La TAC ci fornisce la descrizione morfologica delle lesioni ma non ci può dare la diagnosi, se non in casi molto particolari. Orienterà il clinico a approfondire gli accertamenti in una certa direzione che sembrerà più probabile rispetto a un ventaglio di ipotesi (vengono chiamate diagnosi differenziali) formulate in base all’insieme dei dati raccolti.
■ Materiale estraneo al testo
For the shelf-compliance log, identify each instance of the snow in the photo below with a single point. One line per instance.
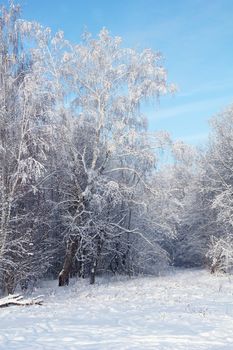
(186, 309)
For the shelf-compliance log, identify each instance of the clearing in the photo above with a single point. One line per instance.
(186, 309)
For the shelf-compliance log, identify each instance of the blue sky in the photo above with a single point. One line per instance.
(195, 36)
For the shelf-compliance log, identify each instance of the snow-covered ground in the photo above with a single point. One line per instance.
(187, 309)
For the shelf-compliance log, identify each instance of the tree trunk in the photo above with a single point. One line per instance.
(95, 261)
(63, 278)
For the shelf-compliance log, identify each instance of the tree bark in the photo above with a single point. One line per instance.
(63, 278)
(95, 261)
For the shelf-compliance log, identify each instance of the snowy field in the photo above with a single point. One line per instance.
(188, 309)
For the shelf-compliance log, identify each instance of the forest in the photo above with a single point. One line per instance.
(84, 188)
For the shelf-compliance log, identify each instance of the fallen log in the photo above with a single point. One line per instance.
(17, 299)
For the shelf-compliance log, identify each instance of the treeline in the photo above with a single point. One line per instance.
(82, 189)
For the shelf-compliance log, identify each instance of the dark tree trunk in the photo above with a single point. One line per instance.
(63, 278)
(95, 261)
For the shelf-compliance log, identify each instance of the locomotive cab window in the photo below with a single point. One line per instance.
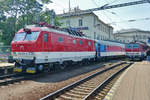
(45, 37)
(81, 42)
(60, 39)
(74, 41)
(89, 43)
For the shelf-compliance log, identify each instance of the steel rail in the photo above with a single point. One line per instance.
(68, 87)
(104, 83)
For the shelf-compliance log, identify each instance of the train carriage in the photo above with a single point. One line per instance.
(35, 47)
(110, 49)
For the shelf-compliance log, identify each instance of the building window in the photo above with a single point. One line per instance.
(94, 21)
(81, 42)
(60, 39)
(74, 41)
(80, 22)
(45, 37)
(68, 23)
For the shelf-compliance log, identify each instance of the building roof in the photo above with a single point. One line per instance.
(130, 31)
(79, 12)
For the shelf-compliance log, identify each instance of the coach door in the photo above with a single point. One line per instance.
(46, 42)
(98, 49)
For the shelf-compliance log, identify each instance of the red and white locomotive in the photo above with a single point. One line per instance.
(136, 50)
(35, 47)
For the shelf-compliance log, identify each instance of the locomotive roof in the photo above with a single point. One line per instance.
(104, 42)
(58, 30)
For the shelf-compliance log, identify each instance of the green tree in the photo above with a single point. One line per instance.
(15, 14)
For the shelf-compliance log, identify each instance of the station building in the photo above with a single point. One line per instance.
(131, 35)
(88, 23)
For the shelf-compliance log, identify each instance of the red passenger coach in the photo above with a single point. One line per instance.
(37, 48)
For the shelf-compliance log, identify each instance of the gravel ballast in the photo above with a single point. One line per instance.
(37, 88)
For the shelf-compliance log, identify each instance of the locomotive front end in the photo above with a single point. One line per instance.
(23, 47)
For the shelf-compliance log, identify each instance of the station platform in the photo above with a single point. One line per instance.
(6, 64)
(134, 83)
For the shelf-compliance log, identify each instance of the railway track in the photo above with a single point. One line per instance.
(86, 88)
(11, 78)
(6, 70)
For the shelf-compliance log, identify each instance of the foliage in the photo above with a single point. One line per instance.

La PET, invece, è come se desse il colore alle immagini forniteci dalla TAC. Per esemplificare è come se in un quadro la TAC disegnasse le forme e la PET le colorasse di toni più o meno intensi. Una PET positiva non vuole dire necessariamente un tumore ma solo che in quell’area ci sono delle cellule attivate; anche in una polmonite o in una tubercolosi si registrano forti positività, senza tuttavia che queste siano condizioni neoplastiche.
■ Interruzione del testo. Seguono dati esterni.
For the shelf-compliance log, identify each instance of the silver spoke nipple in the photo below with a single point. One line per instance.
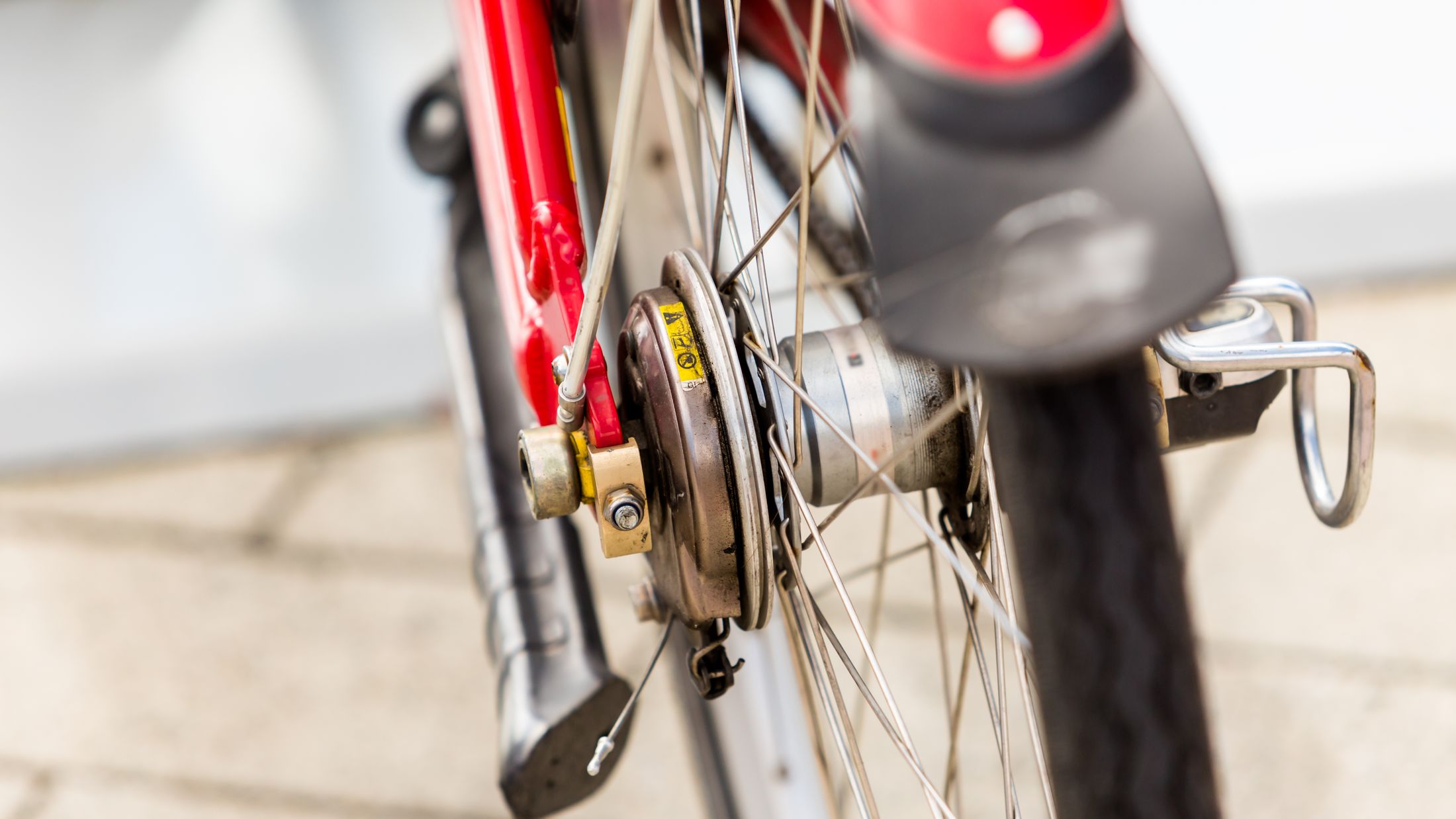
(605, 747)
Scriveva il grande matematico e fisico francese Henri Poincaré: “La scienza è fatta di dati, come una casa di pietre. Ma un ammasso di dati non è scienza più di quanto un mucchio di pietre sia una casa”. E questo vale anche per la medicina. Il web, poi, è una straordinaria fonte di informazioni ma diventa pericoloso quando queste vengono astruse dal contesto più generale. Infine, nella pratica medica quotidiana esiste ancora qualcosa che non è “evidence based” cioè basato su solidi dati scientifici ma che tutti sappiamo essere tuttora molto importante, sebbene difficilmente misurabile: il senso clinico, un misto di esperienza e “fiuto clinico”. Un grande cardiologo americano Michael LaCombe scriveva a questo proposito: “I medici migliori sembra che abbiano un sesto senso per la malattia. Ne avvertono la presenza, ne percepiscono la gravità prima che qualunque processo intellettuale possa definirla, catalogarla e rivestirla di parole”.
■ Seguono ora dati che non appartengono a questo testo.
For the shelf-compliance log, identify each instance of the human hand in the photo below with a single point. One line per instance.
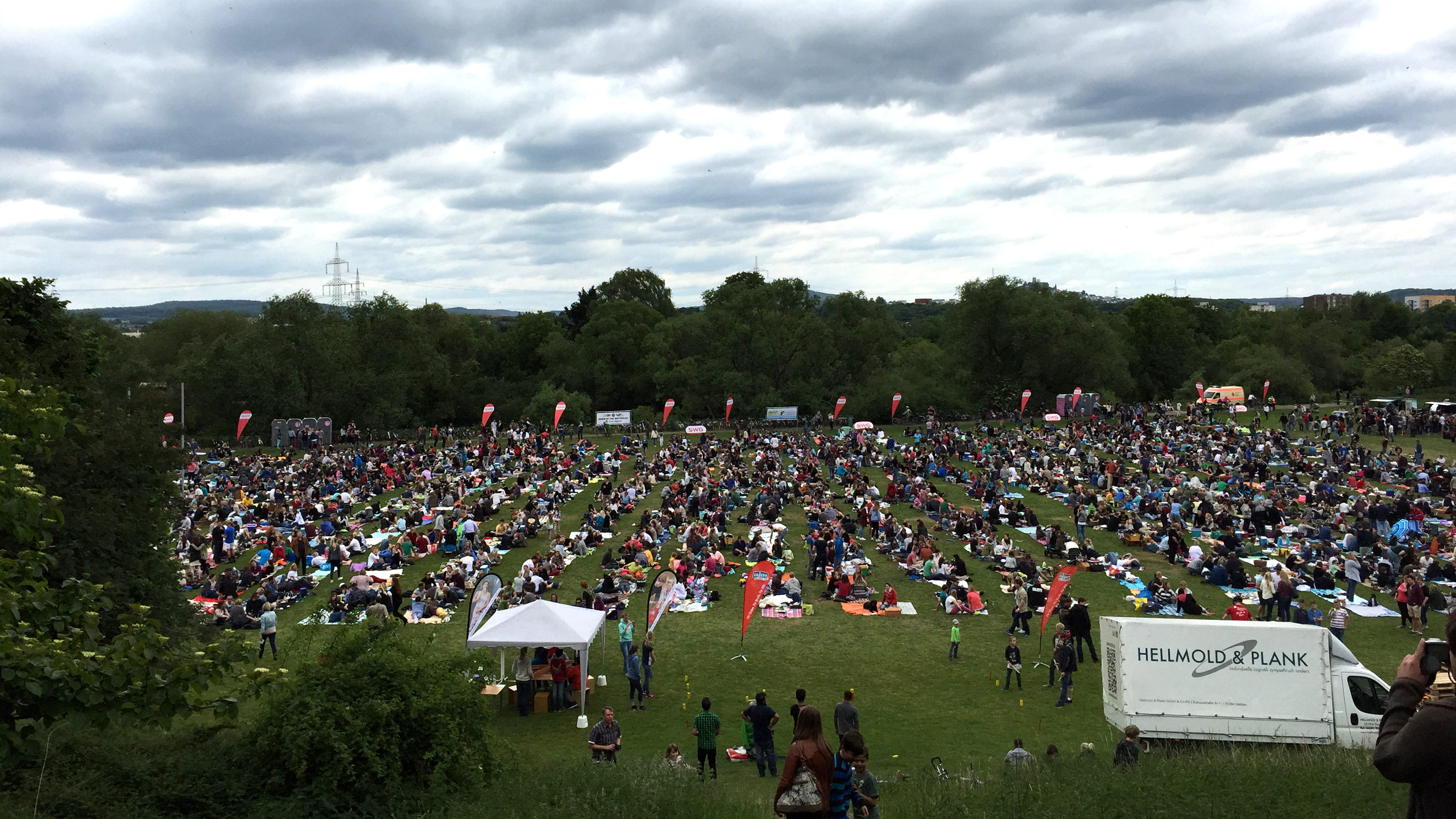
(1411, 665)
Informarsi attraverso il web o i siti qualificati come quello dei Forum del Corriere Salute è oggi facile e accessibile a tutti ma è bene, quando si pone un quesito, corredarlo con le informazioni salienti e interpretare le risposte considerando tutti i limiti che può avere una consultazione indiretta.

[Dott. Sergio Harari - Corriere della Sera / Salute, pag. 52 - Domenica 20 Gennaio 2019]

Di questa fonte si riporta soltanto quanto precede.